1710 671 Il Pianeta Terra vicino al punto di non ritorno

Altro che formichine, negli ultimi vent’anni siamo stati delle vere e proprie cicale. L’intero genere umano sta mettendo a rischio la sua stessa esistenza per la velocità con la quale consuma le risorse della Terra, minacciando direttamente l’estinzione di molte delle specie animali che la abitano.

A questa visione per niente rosea del nostro futuro sono arrivati 1400 scienziati che, per conto dell’Onu, hanno studiato tutto quello che successo al Pianeta Blu dal 1987 ad oggi.

In questo ventennio è emerso un dato più degli altri: ogni singolo uomo, rispetto a chi è venuto vent’anni prima di lui, consuma un terzo in più di quello che madre natura gli mette a disposizione.

Più che cicale siamo delle vere e proprie cavallette che mettenoo a rischio la biodiversità della terra che abitiamo. Lo testimonia il fatto che il 23% dei mammiferi, un terzo degli anfibi e il 12% degli uccelli sono a richio estinzione.

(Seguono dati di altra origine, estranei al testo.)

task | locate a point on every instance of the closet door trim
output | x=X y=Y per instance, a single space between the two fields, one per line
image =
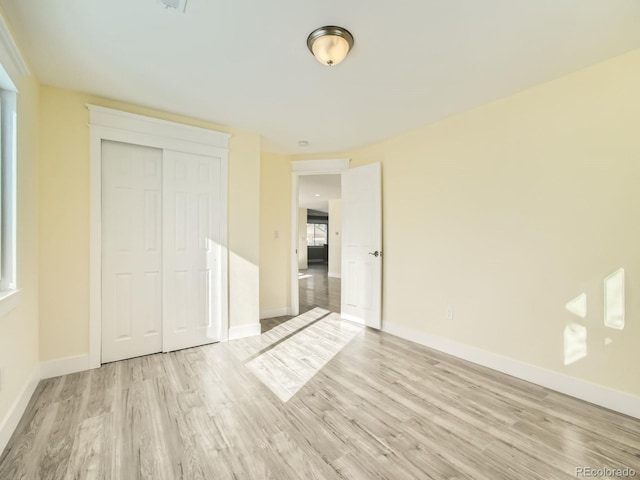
x=119 y=126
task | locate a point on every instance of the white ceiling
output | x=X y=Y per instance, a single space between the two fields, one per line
x=244 y=63
x=315 y=191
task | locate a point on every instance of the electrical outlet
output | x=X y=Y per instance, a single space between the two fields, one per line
x=448 y=313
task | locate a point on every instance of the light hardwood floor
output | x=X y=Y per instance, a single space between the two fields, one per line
x=381 y=407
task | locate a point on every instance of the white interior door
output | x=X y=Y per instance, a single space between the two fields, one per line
x=192 y=302
x=362 y=245
x=131 y=251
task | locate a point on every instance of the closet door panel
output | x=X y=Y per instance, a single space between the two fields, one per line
x=191 y=250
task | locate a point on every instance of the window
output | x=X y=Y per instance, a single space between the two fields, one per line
x=316 y=234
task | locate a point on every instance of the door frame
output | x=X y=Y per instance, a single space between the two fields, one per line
x=115 y=125
x=298 y=169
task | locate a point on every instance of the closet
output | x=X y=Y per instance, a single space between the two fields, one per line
x=162 y=232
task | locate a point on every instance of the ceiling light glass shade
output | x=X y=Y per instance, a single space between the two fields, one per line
x=330 y=45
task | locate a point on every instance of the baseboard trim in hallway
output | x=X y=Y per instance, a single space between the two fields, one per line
x=243 y=331
x=64 y=366
x=605 y=397
x=274 y=312
x=10 y=422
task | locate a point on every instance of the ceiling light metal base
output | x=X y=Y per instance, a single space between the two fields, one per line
x=330 y=31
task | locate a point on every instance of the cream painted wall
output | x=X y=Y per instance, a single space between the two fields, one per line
x=275 y=216
x=64 y=219
x=509 y=211
x=303 y=252
x=19 y=328
x=335 y=238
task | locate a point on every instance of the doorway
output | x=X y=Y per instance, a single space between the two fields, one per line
x=320 y=242
x=303 y=174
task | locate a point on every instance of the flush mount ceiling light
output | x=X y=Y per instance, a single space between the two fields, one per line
x=330 y=45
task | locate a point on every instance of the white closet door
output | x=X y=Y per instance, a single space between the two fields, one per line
x=191 y=255
x=131 y=251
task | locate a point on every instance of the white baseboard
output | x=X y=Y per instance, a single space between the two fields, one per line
x=274 y=312
x=355 y=319
x=64 y=366
x=11 y=420
x=587 y=391
x=244 y=331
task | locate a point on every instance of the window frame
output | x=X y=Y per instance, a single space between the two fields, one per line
x=8 y=197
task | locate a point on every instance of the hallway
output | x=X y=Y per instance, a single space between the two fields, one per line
x=316 y=289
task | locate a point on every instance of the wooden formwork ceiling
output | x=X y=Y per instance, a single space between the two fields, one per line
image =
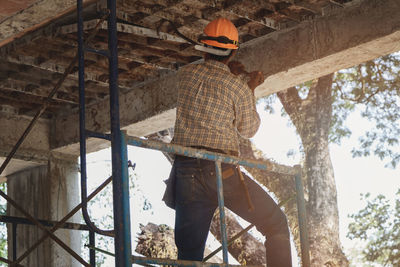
x=151 y=43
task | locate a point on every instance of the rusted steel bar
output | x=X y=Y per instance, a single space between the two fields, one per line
x=38 y=224
x=82 y=119
x=14 y=240
x=92 y=253
x=20 y=220
x=220 y=193
x=9 y=262
x=63 y=220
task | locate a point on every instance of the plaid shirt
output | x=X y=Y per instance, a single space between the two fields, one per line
x=213 y=107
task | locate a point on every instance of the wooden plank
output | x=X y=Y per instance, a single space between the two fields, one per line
x=126 y=28
x=39 y=29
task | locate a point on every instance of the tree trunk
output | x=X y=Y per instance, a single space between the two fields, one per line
x=312 y=119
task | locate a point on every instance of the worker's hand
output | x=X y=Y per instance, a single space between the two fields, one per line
x=236 y=67
x=256 y=78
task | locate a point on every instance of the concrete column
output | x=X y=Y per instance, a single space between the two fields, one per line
x=46 y=192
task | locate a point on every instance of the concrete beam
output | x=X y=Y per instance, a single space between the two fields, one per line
x=310 y=50
x=34 y=151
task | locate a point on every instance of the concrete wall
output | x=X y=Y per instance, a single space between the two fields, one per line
x=46 y=192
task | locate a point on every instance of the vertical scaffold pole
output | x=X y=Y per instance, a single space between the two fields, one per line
x=221 y=204
x=122 y=239
x=301 y=207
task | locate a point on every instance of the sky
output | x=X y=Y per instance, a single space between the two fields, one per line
x=354 y=176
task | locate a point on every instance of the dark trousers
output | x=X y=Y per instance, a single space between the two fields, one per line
x=196 y=201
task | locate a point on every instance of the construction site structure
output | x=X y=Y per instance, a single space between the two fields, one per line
x=385 y=41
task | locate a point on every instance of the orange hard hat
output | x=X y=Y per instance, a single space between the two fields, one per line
x=221 y=33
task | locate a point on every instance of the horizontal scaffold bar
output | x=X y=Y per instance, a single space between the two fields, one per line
x=145 y=261
x=208 y=155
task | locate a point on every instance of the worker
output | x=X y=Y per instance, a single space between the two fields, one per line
x=214 y=106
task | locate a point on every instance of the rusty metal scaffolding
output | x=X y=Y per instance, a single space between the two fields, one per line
x=119 y=142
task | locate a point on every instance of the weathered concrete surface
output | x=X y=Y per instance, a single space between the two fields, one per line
x=142 y=110
x=34 y=150
x=324 y=45
x=54 y=190
x=310 y=50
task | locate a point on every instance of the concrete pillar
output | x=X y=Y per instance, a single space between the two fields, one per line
x=46 y=192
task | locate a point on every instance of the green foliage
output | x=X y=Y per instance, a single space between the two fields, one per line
x=374 y=88
x=101 y=212
x=378 y=225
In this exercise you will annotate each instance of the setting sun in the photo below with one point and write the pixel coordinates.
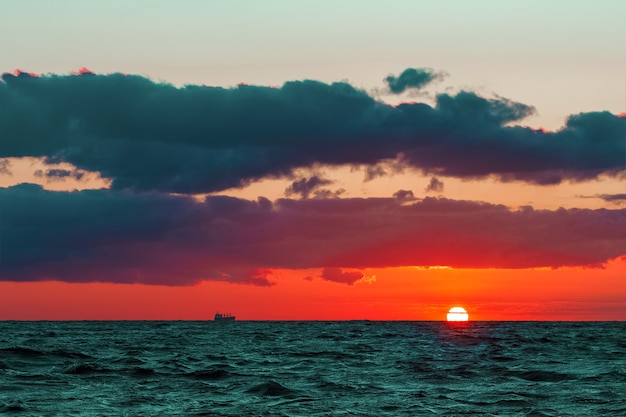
(457, 314)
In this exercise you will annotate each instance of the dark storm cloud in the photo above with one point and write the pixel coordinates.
(119, 236)
(411, 78)
(145, 135)
(435, 185)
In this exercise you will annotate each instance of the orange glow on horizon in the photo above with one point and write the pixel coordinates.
(569, 294)
(457, 314)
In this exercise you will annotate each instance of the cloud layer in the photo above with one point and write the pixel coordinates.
(149, 136)
(119, 236)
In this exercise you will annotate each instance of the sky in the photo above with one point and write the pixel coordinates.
(312, 160)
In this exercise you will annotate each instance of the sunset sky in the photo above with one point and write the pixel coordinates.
(313, 160)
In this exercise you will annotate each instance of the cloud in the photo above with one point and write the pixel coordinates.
(60, 174)
(404, 195)
(609, 198)
(613, 198)
(435, 185)
(342, 277)
(411, 78)
(149, 136)
(304, 187)
(155, 238)
(4, 167)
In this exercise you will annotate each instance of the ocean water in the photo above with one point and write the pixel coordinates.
(358, 368)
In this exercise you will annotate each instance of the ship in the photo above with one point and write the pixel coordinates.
(224, 317)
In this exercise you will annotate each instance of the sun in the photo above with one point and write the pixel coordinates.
(458, 314)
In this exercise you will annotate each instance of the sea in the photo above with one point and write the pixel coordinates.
(312, 368)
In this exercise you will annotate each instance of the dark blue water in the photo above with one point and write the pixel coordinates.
(312, 369)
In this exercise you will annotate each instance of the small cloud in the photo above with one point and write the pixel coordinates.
(411, 78)
(4, 167)
(60, 174)
(337, 275)
(404, 195)
(435, 185)
(373, 172)
(305, 187)
(84, 71)
(609, 198)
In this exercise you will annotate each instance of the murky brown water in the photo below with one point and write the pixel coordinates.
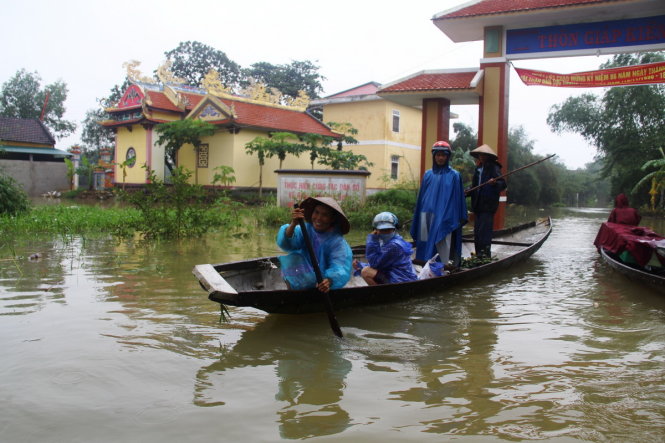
(115, 341)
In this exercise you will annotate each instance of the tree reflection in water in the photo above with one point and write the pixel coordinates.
(309, 366)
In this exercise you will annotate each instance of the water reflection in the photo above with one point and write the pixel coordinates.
(114, 333)
(309, 367)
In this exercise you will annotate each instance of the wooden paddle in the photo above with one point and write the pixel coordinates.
(334, 325)
(468, 191)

Siamo quindi sempre più vicini a quello spauracchio che gli studiosi definiscono “punto di non ritorno” e che ha fatto si che il Programma per l’ambiente dell’Onu abbia lanciato un appello a non rimanere inermi ancora a lungo.

Ad aumentare i rischi c’è sicuramente un altro fattore. Negli ultimi vent’anni la popolazione mondiale è cresciuta del 34%. Di anno in anno sono 73mila i chilometri quadrati di foresta che si perdono. Nello stesso periodo uno dei dieci fiumi più grandi arriva al mare asciutto ed è proprio la mancanza di acqua dolce a causare la morte di oltre tre milioni di persone. I limiti di inquinamento fissati dall’Organizzazione Mondiale della Sanità vengono superati, e di molto, da oltre la metà di tutte le città del mondo.